Wie vorne in E. 1.3 dargelegt worden ist, ist das Bundesverwaltungsgericht gemäss BGE 130 II 249 E. 2.2.2 nicht zuständig, generell die Rechtmässigkeit einer Überwachungsmassnahme zu beurteilen. Es ist jedoch zuständig, die Rüge zu prüfen, eine bestimmte Überwachung sei - unabhängig von einem konkreten Anwendungsfall - nicht rechtmässig, wenn die FDA geltend macht, technisch nicht in der Lage zu sein, die Überwachung durchzuführen, und sich dagegen wehrt, Mittel und Kenntnisse zu erwerben für eine Art der Überwachung, deren Rechtmässigkeit zweifelhaft ist.
Eine Fernmeldedienstanbieterin kann nicht in jedem Fall zu einem solchen Erwerb verpflichtet werden (Urteil des Bundesverwaltungsgerichts A-2335/2008 vom 10. März 2009, E. 3.3.1 f). In den bisher zu beurteilenden Fällen konnten die Überwachungen stets einem der in der VÜPF genannten Typen zugeordnet werden, womit deren Rechtmässigkeit, insbesondere eine genügende gesetzliche Grundlage, zu bejahen waren.
3.3.3 Die Beschwerdeführerin macht geltend, dass sie erhebliche Investitionen tätigen müsse, um den durch die Verfügung auferlegten Pflichten nachzukommen, womit in ihre verfassungsmässigen Rechte eingegriffen werde, namentlich in die Eigentumsgarantie (Art. 26 der Bundesverfassung vom 18. April 1999 [BV, SR 101]) und in die Wirtschaftsfreiheit (Art. 27 BV), und das Gesetzmässigkeitsprinzip (Art. 5 Abs. 1 i.V.m. Art. 164 BV) sowie das Verhältnismässigkeitsprinzip (Art. 5 Abs. 2 BV) verletzt werde. Das Bundesgericht und das Bundesverwaltungsgericht hatten bisher offengelassen, wie weit sich eine FDA überhaupt auf diese verfassungsmässigen Rechte berufen können unter Hinweis darauf, dass der Fernmeldemarkt weitgehend staatlich reguliert ist (vgl. BGE 131 II 13 E. 6.4.1; Urteil des Bundesverwaltungsgerichts A-2335/2008 vom 10. März 2009, E. 9.1).

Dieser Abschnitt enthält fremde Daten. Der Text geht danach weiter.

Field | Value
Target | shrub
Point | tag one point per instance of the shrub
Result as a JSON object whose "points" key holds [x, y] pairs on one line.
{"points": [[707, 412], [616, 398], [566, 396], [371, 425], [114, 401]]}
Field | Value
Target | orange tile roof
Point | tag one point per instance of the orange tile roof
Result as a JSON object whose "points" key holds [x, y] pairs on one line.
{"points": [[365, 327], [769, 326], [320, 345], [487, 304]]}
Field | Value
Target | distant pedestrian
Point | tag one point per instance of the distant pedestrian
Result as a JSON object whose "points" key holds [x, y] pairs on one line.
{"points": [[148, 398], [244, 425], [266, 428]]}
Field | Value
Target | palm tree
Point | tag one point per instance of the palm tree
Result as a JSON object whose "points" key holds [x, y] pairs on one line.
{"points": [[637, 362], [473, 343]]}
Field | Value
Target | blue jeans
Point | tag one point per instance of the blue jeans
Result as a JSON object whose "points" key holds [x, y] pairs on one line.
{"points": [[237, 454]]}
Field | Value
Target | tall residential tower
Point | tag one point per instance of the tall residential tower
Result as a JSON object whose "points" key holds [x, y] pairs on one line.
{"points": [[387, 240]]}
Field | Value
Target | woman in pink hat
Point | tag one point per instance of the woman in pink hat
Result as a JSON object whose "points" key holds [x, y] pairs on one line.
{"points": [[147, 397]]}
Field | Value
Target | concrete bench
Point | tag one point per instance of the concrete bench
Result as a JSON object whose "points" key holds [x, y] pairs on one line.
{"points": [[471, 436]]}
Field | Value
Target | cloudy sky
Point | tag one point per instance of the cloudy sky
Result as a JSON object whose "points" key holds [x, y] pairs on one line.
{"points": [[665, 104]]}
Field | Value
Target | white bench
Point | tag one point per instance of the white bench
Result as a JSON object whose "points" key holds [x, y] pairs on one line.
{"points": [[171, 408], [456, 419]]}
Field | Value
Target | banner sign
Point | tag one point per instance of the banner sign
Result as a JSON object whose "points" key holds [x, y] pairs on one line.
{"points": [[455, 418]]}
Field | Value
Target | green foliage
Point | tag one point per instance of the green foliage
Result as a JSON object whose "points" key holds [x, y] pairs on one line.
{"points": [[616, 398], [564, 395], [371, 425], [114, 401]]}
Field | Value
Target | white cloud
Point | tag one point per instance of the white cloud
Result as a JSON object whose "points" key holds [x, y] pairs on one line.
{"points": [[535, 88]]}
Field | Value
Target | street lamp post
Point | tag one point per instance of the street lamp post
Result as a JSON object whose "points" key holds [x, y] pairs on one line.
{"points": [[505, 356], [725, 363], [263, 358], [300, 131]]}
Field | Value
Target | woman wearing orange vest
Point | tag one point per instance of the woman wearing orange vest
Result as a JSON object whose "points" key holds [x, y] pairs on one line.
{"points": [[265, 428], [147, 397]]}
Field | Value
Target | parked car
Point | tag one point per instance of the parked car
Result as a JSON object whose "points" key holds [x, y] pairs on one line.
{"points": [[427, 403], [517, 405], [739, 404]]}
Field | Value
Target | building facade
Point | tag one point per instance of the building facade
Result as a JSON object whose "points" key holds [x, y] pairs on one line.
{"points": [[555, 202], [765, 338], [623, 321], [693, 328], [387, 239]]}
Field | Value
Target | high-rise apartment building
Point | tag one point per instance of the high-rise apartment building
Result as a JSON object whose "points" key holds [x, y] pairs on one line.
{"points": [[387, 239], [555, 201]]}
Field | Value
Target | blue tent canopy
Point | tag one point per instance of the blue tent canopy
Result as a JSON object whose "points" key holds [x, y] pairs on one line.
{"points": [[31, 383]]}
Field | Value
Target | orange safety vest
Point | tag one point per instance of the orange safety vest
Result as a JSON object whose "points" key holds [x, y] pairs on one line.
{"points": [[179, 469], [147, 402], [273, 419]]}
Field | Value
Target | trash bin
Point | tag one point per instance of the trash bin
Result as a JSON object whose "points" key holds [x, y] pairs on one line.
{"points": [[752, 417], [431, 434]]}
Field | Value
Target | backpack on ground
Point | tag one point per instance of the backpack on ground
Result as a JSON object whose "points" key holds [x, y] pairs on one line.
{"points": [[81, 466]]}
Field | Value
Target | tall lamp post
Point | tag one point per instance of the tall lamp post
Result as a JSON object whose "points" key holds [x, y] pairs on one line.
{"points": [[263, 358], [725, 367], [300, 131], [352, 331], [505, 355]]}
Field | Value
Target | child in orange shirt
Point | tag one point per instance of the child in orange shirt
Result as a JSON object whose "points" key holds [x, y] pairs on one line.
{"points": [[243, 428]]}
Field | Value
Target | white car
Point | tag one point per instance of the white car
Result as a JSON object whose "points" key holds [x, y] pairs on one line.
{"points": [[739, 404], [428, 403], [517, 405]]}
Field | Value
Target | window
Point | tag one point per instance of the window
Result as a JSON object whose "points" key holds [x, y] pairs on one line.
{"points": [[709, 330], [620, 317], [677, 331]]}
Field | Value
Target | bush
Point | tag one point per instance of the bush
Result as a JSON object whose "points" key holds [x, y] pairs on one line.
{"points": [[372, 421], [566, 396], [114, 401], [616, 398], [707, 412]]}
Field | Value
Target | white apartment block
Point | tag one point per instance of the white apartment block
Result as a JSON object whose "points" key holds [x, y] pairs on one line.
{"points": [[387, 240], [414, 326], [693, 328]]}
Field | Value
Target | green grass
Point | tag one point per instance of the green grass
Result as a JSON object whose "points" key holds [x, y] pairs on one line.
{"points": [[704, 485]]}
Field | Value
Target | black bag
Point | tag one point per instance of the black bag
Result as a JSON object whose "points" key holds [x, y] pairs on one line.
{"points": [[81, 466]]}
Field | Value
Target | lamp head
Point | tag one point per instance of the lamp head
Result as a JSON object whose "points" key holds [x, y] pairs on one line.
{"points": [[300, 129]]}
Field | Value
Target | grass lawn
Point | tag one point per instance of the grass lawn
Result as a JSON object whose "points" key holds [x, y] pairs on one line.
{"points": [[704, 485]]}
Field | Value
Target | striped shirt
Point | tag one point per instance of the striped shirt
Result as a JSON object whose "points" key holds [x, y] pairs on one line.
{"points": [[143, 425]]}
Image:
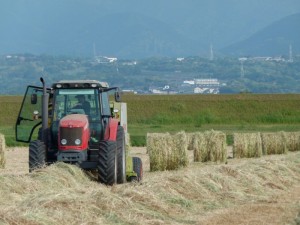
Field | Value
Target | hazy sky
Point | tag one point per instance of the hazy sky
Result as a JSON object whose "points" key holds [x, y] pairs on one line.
{"points": [[219, 21]]}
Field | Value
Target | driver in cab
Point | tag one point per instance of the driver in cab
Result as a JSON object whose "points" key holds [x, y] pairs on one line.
{"points": [[83, 104]]}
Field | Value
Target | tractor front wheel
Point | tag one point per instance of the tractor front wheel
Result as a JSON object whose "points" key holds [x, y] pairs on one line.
{"points": [[107, 162], [121, 161], [137, 168], [37, 155]]}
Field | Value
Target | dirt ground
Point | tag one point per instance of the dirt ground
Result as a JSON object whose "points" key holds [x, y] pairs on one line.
{"points": [[281, 209]]}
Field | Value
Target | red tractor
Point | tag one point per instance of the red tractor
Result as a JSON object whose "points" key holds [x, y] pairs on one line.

Diese Fragen stellen sich jedoch im vorliegenden Fall nicht: Anders als die Swisscom, deren Existenz auf dem Bundesgesetz vom 30. April 1997 über die Organisation der Telekommunikationsunternehmung des Bundes (TUG, SR 784.11) beruht, ist die Beschwerdeführerin eine rein privatrechtliche juristische Person, eine AG nach Art. 620 ff. OR. Gegenstand der angefochtenen Verfügung ist der Zugang zum Internet, eine Tätigkeit, für die keine Konzession erforderlich ist. Es ist daher kein Grund ersichtlich, weshalb die Beschwerdeführerin im Kontext der vorliegenden Beschwerde nicht Trägerin der Wirtschaftsfreiheit und anderer Grundrechte sein soll. Die Rügen betreffend Verletzung verfassungsmässiger Rechte sind daher zu prüfen.
3.3.4 Aufgrund der nachvollziehbaren Zusammenstellung in ihrer Stellungnahme vom 14. Januar 2011 erscheint der geltend gemachte Investitionsbedarf in der Höhe von etwa einer halben Million Franken, der aus der verfügten Verpflichtung erwächst, als erwiesen. Ein solcher Nachweis ist als ausreichend zu betrachten (vgl. Urteil des Bundesverwaltungsgerichts A-2335/2008 vom 10. März 2009, E. 9.5.4). Die Voraussetzungen für die Prüfung, ob die angeordnete Überwachungsart eine genügende gesetzliche Grundlage hat, sind daher gegeben.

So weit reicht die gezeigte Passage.